CN108596333B - Heart purkinje fiber memristor perturbation circuit design method based on Hodgkin-Huxley model - Google Patents

Abstract

A design method of a heart Purkinje fiber memristor perturbation circuit based on a Hodgkin-Huxley model comprises the following steps: (S1) constructing a basic RC circuit of the heart Hodgkin-Huxley purkinje fiber model; (S2) establishing a memristor R including a primary memristor_KSecond-level memristor R_NaThe memristive circuit model of (1); (S3) designing potassium channel at equilibrium point Q_KThe perturbation equivalent LC memristor circuit of (1); (S4) designing the sodium ion channel at equilibrium point Q_NaThe perturbation equivalent LC memristor circuit of (1); (S5) designing a perturbation equivalent memristor circuit of an ion channel at a balance point Q in a heart Hodgkin-Huxley model. The method analyzes the heart Purkinje fiber memristor characteristic of the Hodgkin-Huxley model, expands the application of the artificial neural network in the field of nonlinear dynamics by designing the bionic memory function of the neuron through the circuit, and has scientific significance and application value for the development of intelligent information processing and complex network control.

Description

Heart purkinje fiber memristor perturbation circuit design method based on Hodgkin-Huxley model

Technical Field

The invention belongs to the field of cellular neural networks, and mainly researches the memristive characteristics of Purkinje fibers of the heart, in particular to the existence of potassium ion and sodium ion memristive phenomena in cell touch and corresponding circuit design.

Background

In the 50 s of the 20 th century, England physiologists Hodgkin (Hodgkin) and Huxley (Huxley) performed intensive and fruitful experiments on biological nerve conduction, and they obtained a large amount of experimental data of giant cuttlefish touch-and-shoot electrophysiological activity by using a voltage clamp technology, established a mathematical model of neuron membrane excitation, and given an ionic current quantification formula under different voltages, namely a famous Hodgkin-Huxley model. The model successfully reproduces and predicts the electrical activity of certain animal nerve fibers, and theoretical analysis is basically consistent with pulse propagation in giant cuttlefish touch.

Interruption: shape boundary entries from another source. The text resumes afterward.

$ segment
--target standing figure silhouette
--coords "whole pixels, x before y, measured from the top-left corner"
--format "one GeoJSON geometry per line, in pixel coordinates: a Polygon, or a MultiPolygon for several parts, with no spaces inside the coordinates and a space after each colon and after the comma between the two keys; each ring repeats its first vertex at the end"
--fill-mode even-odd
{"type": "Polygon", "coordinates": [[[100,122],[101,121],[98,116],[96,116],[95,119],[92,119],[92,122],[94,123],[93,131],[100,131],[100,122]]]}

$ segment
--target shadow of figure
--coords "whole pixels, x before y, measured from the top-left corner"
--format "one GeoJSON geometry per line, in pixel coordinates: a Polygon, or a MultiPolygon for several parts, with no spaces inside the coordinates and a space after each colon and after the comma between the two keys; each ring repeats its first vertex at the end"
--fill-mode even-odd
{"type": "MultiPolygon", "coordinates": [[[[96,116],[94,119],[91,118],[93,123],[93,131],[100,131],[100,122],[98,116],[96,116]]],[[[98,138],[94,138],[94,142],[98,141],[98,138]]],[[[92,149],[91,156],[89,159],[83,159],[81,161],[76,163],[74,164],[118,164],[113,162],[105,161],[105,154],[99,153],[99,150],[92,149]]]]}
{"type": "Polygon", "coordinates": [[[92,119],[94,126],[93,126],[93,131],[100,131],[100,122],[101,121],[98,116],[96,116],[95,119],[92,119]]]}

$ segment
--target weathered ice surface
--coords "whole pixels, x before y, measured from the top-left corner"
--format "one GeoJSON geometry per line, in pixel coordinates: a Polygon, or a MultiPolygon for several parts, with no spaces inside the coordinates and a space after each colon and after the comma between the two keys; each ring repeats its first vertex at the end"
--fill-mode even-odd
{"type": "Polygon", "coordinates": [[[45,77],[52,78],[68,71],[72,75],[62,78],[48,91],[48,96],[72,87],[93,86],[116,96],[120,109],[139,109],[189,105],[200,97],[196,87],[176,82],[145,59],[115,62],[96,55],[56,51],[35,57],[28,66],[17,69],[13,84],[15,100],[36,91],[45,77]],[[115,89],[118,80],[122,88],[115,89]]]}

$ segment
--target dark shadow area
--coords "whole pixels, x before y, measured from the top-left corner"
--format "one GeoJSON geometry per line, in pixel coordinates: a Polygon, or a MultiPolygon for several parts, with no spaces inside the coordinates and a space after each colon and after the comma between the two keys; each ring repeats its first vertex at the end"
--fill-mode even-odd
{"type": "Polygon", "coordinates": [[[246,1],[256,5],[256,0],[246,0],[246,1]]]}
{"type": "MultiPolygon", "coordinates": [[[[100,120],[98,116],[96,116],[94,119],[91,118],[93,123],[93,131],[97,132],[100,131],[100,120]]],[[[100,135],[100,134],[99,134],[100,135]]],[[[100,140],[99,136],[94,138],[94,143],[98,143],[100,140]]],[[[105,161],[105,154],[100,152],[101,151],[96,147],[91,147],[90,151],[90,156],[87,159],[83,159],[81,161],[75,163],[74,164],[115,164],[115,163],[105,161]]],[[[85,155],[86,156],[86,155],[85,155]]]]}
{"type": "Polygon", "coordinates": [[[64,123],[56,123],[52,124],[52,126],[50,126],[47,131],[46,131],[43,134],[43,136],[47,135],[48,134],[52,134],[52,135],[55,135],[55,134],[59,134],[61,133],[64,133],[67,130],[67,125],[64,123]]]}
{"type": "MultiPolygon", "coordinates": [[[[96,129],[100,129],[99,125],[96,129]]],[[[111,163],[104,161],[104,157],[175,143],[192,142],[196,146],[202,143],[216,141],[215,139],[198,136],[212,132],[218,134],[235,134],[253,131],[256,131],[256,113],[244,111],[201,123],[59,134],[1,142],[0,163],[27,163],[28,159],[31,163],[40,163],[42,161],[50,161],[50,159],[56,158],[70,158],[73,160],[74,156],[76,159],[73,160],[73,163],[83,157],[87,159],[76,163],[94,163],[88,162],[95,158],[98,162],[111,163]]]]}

In animal neural tissue, cardiomyocytes are associated with changes in resting and activity potentials (also known as transmembrane potentials). The study of the electrophysiological properties of cardiac myocardium is of great significance for further understanding the physiological properties of cardiac myocardium. The cardiomyocytes contain working cells that are rich in myofibrils, which have a contractile function and are called working cells. It is a non-autonomous cell that is unable to produce activity, but has excitatory and conductive capabilities, including atrial and ventricular myocytes. In addition, the heart nerve has the capacity of generating rhythmic excitation, and is called a pacemaker, and Purkinje cells belong to the cells which can generate rhythmic contraction function, beat at the spontaneous discharge speed and play an important role in controlling the activity of the heart rhythm. The specific myocardial conduction system in the human body includes the sinoatrial node, the atrioventricular bundle and the purkinje fibers, fig. 1 shows the structure of the human heart, in which the purkinje fibers are distributed at the end of the endocardium.

Disclosure of Invention

The invention aims to provide a design method of a heart Purkinje fiber memristor perturbation circuit based on a Hodgkin-Huxley model, which is used for analyzing the memory function of heart Purkinje fiber cells similar to cranial nerves, takes the heart Hodgkin-Huxley model as a research object, analyzes the existence of weak memory characteristics in a potassium ion channel and a sodium ion channel, respectively designs the heart Hodgkin-Huxley model memristor circuit under perturbation of small signals at a balance point, and completes the parameter setting of related electronic components through theoretical derivation and calculation.

The invention is realized by the following technical scheme.

The invention relates to a design method of a heart Purkinje fiber memristor perturbation circuit based on a Hodgkin-Huxley model, which comprises the following steps:

(S1): constructing a basic RC circuit of a heart Hodgkin-Huxley Purkinje fiber model;

the heart Hodgkin-Huxley purkinje fiber model is described as:

wherein I_KIs a potassium ion current, I_NaIs sodium ion current, I_AnIs a current of chloride ions, I_mAs an external stimulus current, C_mIs a transmembrane capacitance, E_mIs membrane potential, t is time variable; and constructing an analog circuit of the model by using basic resistance and capacitance components.

(S2): establishing a first-order memristor R_KSecond-level memristor R_NaMemristive circuit model of (1):

will (S1) be in the Hodgkin-Huxley model RC circuit

And

primary memristor R for position_KReplacement, g_NaSecondary memristor R for position_NaInstead, the building block includes a first-order memristor R_KSecond-level memristor R_NaThe model of the memristor Hodgkin-Huxley circuit.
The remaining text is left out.